The fighting drifted my way, and it suddenly found myself being charged by a division of elves. Disturbed to be suddenly included in the dream, I turned and fled the way I had come.
It is disconcerting to walk through a dream wide awake. Still, most would agree that disconcerting is a good word to describe Tír-na Nog'th. As such, the question quickly arises, whose dream is it? Obviously not mine, which tended to be of jungles and equations. Besides, if it were mine, I wouldn't be awake. But who else would dream of this?
With a shudder, the answer came to me. Most people anthropomorphized the universe to some extent; I did it more so than most, as it is a convenient metaphor for magic. In such terms, for example, walking a Pattern is one way to call the universe's attention to you, making you more real in its eyes. The same theory lies behind many of my best enchantments. I introduced my shades to the universe years ago, and they worked remarkably well these days.
But, dammit, it was a metaphor!
I didn't like to think that I was caught in a dream of the universe; but it felt right.
The Pattern room wasn't empty. Garrick was there, admiring the thing. He looked my way when I entered. "Samhaoir," he said. His colorless eyes seemed somehow more natural in this setting.
"Garrick," I replied.
He returned to studying the grand design. It occurred to me that, despite his recognition of me, he was Tír ghost.

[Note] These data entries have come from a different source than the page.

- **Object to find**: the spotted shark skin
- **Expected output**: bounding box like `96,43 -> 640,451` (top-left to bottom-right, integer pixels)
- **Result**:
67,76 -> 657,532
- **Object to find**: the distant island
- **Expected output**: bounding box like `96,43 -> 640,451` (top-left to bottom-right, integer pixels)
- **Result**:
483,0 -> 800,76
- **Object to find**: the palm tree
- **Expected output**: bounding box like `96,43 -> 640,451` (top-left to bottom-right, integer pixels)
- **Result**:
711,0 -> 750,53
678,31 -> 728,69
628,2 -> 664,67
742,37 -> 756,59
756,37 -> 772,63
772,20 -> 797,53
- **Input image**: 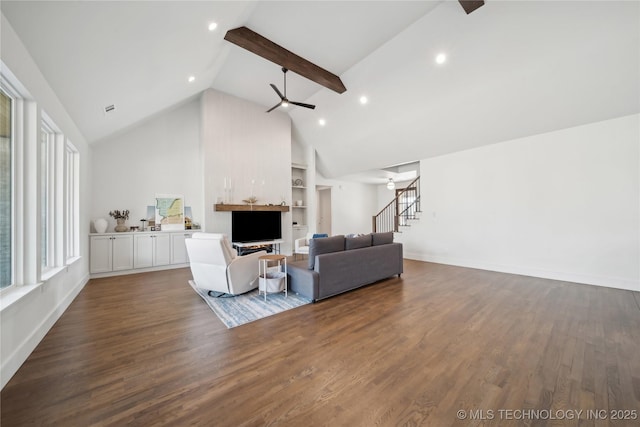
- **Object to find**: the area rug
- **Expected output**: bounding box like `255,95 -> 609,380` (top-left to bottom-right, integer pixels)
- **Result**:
189,280 -> 311,328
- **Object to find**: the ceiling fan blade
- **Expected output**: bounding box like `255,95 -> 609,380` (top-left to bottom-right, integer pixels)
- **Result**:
267,102 -> 281,113
271,83 -> 284,99
224,27 -> 347,93
289,101 -> 316,110
458,0 -> 484,15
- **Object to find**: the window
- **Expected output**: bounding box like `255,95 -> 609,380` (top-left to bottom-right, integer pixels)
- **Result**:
40,120 -> 55,272
0,90 -> 13,289
64,141 -> 80,262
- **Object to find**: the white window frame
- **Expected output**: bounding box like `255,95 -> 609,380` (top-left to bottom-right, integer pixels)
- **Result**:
0,85 -> 17,292
0,60 -> 40,292
39,111 -> 66,280
64,140 -> 80,265
38,118 -> 56,274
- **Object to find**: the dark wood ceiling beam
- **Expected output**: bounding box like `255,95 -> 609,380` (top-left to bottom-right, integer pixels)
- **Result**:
224,27 -> 347,93
458,0 -> 484,15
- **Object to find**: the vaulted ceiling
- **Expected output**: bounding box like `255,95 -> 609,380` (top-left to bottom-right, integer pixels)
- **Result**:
0,0 -> 640,176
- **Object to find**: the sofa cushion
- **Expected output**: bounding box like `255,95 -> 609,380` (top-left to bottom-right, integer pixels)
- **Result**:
309,235 -> 344,270
344,234 -> 371,251
371,231 -> 393,246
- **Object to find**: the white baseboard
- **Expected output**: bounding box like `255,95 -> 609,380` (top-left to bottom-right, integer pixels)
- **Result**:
404,252 -> 640,292
0,274 -> 89,389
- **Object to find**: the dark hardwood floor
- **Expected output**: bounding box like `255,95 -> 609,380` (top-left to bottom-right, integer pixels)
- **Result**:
0,261 -> 640,427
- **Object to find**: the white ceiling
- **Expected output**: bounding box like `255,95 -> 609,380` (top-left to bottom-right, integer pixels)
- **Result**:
0,0 -> 640,177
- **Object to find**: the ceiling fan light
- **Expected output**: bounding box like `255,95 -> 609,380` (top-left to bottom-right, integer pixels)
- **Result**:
387,178 -> 396,190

"What's it like, walking this thing?" he asked.
"Hard. Painful. Exhilarating."
He looked in my shades, scared. "I don't know if I can make it." No one knew who his parents were.
"It's something we all have to face at one point or another."
"But you knew!"
"Paternal descent always leaves room for doubt. And a misstep is just as deadly for one of the blood...
"If you'd like, I'll help you through it. If you walk with me and stay calm, you should be able to make it."
"Perhaps when our father comes home," he replied, fading away.
"Our father?" I said lamely. The resemblance was there, all right, though I couldn't imagine Corwin in that nasty pony-tail thing.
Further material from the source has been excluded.